The shift: The creator’s reputation is now the value. It's no longer about advertising or transacting with the NYT or Spotify or Getty directly. It’s about transacting with that creator wherever that creator is. This is doable now because reputation is aligned with the individual itself.
The result: a monolithic shift in the opportunity for creators and the restraints of the companies that are currently working as hard as possible to best represent them. It’s no longer a forfeiture of reputation to centralized systems, it’s taking ownership and allowance of your own value, your own reputation. In this case, the reputation is now on the individual, not the platform or the grantor; you, and your work are what is reputable and that carries throughout the entire web ecosystem, regardless of the platform it lives on.

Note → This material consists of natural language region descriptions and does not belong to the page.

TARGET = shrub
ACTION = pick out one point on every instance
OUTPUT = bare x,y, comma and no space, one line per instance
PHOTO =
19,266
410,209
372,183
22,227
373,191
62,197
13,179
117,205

This shift towards individuality as a driver of reputation in the decentralized era is exactly what will drive everyone towards a better web. Each stage has shown a both progress and digress in where we aim to go and how far we still have to go to get there. With this next step towards reputation, individuals are now empowered by the commitment to the openness of ecosystem and the network of builders, verifiers and maintainers of a healthy and newfound ecosystem. There will no doubt be short falls, but investing in building networks that account for interoperability, freedom and openness move us closer to a web where we can find better information, better knowledge and better trust. This is the future of a reputable web. The web of the individual.